The French have already appointed 600 extra customs officers and 300 more specialist inspectors such as veterinarians at Channel ports and other points of entry to deal with the extra checks and procedures which will come into force post-Brexit.
But Olivier Dussopt, the French minister responsible for customs, told the FT in an interview that British and French customs authorities have yet to agree post-Brexit customs controls, forcing Paris to introduce the temporary Eurostar checks.
Detailed discussions between UK and French customs authorities began only a few weeks ago, Mr Dussopt said, more than four years after the Brexit referendum.
“There’s a discussion under way between the French and British authorities to allow French customs to have an official presence on British soil at points of embarkation,” Mr Dussopt said. “While we wait to reach agreement . . . we will adapt, for example, by having checks inside the trains.”
The current system of identity checks at the Eurostar stations of St Pancras in London and the Gare du Nord in Paris is designed to spare passengers a set of controls at each end of their journey and to combine them at the departure point where they board.
The French government is to introduce stopgap checks on Eurostar trains travelling from London to Paris © Yoan Valet/EPA
The French move underlines the obstacles to the free flow of people and goods between the UK and the EU that will be erected by the British departure from the bloc’s single market on December 31.

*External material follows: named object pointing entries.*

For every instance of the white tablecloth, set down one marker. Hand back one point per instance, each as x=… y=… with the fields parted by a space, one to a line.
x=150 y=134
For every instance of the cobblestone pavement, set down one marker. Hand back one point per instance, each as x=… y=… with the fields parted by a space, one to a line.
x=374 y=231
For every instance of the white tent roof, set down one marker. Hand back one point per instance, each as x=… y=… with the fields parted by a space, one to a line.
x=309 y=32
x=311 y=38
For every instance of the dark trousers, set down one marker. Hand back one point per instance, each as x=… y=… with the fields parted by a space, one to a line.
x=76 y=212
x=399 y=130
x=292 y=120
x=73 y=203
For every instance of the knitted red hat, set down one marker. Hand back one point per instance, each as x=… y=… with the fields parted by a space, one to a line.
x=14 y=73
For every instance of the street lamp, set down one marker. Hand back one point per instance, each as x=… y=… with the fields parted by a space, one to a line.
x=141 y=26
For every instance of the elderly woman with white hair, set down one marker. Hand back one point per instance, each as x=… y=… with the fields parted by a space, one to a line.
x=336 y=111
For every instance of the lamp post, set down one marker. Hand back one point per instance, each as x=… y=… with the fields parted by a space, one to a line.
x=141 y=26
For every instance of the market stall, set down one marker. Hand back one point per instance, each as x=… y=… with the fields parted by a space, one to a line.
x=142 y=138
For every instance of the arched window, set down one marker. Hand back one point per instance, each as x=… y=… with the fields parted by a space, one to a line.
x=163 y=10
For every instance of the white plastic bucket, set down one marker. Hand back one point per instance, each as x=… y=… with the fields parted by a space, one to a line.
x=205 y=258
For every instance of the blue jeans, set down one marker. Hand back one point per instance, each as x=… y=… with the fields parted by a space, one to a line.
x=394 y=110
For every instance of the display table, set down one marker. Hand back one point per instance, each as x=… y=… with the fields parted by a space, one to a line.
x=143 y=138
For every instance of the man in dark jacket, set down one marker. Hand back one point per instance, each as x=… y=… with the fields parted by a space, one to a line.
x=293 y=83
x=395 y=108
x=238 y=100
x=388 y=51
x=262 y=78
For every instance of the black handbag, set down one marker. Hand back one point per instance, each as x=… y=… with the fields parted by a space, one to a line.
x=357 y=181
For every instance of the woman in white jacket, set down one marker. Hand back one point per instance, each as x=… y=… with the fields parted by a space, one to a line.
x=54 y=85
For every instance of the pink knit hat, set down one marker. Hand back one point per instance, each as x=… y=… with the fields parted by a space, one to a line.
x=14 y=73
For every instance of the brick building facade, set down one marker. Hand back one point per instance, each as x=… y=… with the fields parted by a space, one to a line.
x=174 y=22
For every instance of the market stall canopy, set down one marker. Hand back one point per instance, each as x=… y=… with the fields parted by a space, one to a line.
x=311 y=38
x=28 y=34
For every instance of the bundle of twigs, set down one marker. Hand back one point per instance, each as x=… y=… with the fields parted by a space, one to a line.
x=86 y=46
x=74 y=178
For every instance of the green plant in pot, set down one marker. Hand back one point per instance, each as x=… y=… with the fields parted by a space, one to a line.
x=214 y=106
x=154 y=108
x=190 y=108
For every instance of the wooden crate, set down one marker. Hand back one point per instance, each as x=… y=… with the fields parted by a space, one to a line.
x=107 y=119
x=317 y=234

There was heavy congestion at ports on both sides of the channel and roads approaching the Channel Tunnel departure terminal at Folkestone, partly caused by stockpiling ahead of the Brexit deadline.

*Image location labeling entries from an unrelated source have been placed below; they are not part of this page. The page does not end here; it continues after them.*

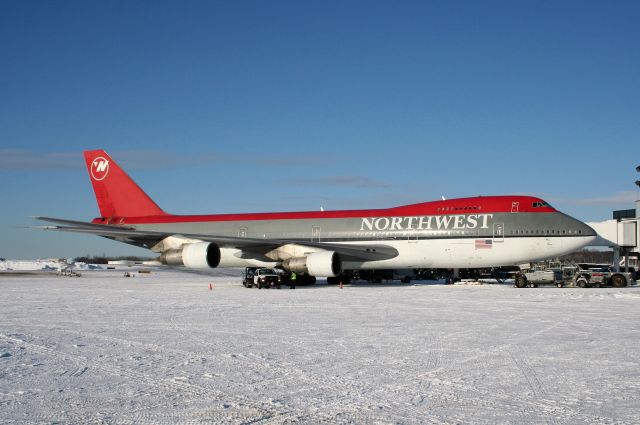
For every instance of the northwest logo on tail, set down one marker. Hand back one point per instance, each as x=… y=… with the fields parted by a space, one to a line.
x=99 y=168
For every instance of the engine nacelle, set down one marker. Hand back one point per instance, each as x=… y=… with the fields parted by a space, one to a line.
x=322 y=263
x=201 y=255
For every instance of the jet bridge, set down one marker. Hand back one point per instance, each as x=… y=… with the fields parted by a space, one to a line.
x=622 y=233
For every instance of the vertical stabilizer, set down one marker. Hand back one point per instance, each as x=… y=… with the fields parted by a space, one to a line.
x=116 y=193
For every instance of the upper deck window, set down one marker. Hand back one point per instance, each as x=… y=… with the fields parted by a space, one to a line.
x=540 y=204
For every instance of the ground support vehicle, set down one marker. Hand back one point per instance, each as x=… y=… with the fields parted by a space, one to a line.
x=602 y=277
x=540 y=277
x=260 y=278
x=574 y=276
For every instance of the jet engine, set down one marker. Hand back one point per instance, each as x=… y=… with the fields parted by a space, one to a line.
x=201 y=255
x=323 y=263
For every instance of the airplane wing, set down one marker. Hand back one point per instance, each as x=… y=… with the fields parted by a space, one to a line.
x=255 y=246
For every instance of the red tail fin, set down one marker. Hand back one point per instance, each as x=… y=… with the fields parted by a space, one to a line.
x=117 y=194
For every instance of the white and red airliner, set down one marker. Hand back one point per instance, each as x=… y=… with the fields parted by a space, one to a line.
x=482 y=231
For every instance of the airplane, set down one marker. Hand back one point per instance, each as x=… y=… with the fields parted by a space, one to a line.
x=474 y=232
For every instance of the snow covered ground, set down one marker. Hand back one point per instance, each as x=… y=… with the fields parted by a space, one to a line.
x=163 y=348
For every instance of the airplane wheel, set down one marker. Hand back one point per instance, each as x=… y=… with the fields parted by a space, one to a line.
x=618 y=281
x=521 y=282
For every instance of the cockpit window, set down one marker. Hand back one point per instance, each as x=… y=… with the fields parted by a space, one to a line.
x=540 y=204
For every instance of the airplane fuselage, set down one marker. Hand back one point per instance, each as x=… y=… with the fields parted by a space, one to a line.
x=456 y=233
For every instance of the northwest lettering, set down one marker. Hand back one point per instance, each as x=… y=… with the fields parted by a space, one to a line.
x=429 y=222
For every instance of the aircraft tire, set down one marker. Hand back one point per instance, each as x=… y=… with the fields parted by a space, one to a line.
x=618 y=281
x=521 y=282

Rod McKenzie, managing director of policy and public affairs at the Road Haulage Association, said supermarkets and other businesses wanted “a reasonably high stock of everything that’s not perishable in place before the Brexit deadline in case they’re hit with tariffs” in the event of no deal.
Meanwhile, migrants camped out in northern France have taken advantage of the traffic jams to hide aboard UK-bound lorries, prompting French and UK police to make additional vehicle checks, which has triggered further delays, according to French officials and transport companies.

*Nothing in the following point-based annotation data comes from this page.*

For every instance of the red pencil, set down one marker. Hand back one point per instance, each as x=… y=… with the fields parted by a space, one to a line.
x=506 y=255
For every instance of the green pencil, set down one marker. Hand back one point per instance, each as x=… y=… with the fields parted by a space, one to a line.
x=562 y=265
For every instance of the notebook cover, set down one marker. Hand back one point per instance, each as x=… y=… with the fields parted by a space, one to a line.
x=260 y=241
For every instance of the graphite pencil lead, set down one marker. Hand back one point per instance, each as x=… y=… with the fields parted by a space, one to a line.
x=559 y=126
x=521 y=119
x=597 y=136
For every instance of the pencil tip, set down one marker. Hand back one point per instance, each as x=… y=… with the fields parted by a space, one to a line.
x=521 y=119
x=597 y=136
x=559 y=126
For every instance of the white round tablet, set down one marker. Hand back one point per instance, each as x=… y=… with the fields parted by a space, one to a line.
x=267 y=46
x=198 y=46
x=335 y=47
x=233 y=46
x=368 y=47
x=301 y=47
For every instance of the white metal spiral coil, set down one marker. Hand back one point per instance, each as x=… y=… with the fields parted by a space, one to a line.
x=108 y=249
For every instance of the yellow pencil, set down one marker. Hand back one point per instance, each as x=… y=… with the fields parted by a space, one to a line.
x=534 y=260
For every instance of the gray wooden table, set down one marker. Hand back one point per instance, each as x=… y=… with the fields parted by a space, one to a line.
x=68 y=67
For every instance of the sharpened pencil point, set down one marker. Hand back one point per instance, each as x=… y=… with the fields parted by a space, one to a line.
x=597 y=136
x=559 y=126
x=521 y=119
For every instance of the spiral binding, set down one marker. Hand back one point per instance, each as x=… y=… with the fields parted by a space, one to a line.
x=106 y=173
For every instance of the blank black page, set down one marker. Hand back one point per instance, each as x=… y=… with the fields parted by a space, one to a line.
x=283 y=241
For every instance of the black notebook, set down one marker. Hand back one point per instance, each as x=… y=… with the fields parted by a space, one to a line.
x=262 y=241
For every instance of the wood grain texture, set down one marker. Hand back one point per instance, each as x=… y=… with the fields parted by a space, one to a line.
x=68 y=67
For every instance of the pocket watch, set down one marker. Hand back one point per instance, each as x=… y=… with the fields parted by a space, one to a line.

Amazon warned on Friday that customers should “expect delays for shipments crossing the UK-EU border” as a result of “the introduction of the customs border and increased activity around the holiday season”.
Channel Tunnel operator Getlink said that in addition to pre-Brexit stockpiling, deliveries of Covid-19 related protective equipment and lorries carrying containers originally destined for the port of Felixstowe were contributing to lengthy queues.
Delays at Felixstowe — Britain’s busiest container port — have led to several container shipping companies rerouting vessels to ports in Germany, Belgium and France in the past week. Reduced ferry services between Calais and Dover mean lorries carrying those containers on to the UK are increasingly turning to the Channel Tunnel.
The UK’s Department for Transport (DfT) insisted the problem was not unique to Britain “with ports around the globe experiencing similar container capacity issues”.
“The government is working closely with the freight industry to work through the challenges some of our ports are facing.”
Talks to avert a no trade deal Brexit continued on Friday with the EU’s chief negotiator Michel Barnier warning that the negotiations had reached a “moment of truth”.
Speaking to MEPs in Brussels, Mr Barnier said he believed an agreement with the UK was possible but that difficult sticking points remained, notably on the issue of EU access to UK fishing waters.
“Very little useful time, some hours, is left to us, if this agreement is to take effect on January 1”, he said, adding that the two sides would make “a last attempt to find an acceptable agreement”.
Boris Johnson, Britain’s prime minister, said the talks remained “difficult” and urged the EU to “see sense” and improve its terms for a future trade deal.
French officials say they are surprised at what one called the administrative “mess” and lack of preparations for Brexit on the English side of the Channel, although Mr Dussopt said diplomatically: “I note that the organisation is not the same on the British side as it is on the French side. It is not for me to comment on the preparations of the British authorities.”
French minister Olivier Dussopt said detailed discussions between UK and French customs authorities began only a few weeks ago © Ludovic Marin/AFP
The UK government did not respond to requests for comment on the French government’s plans.
While France says it will apply the rules of the single market to goods entering the EU — including applicable customs tariffs in the absence of a trade deal — it is not clear that the UK will immediately subject its imports from the EU to the same level of controls and some officials expect the British to be lenient to ease the flow of goods.
“If on departure from France things are less strictly checked when the lorry arrives on the British side, that is the right and the responsibility of the British,” Mr Dussopt said.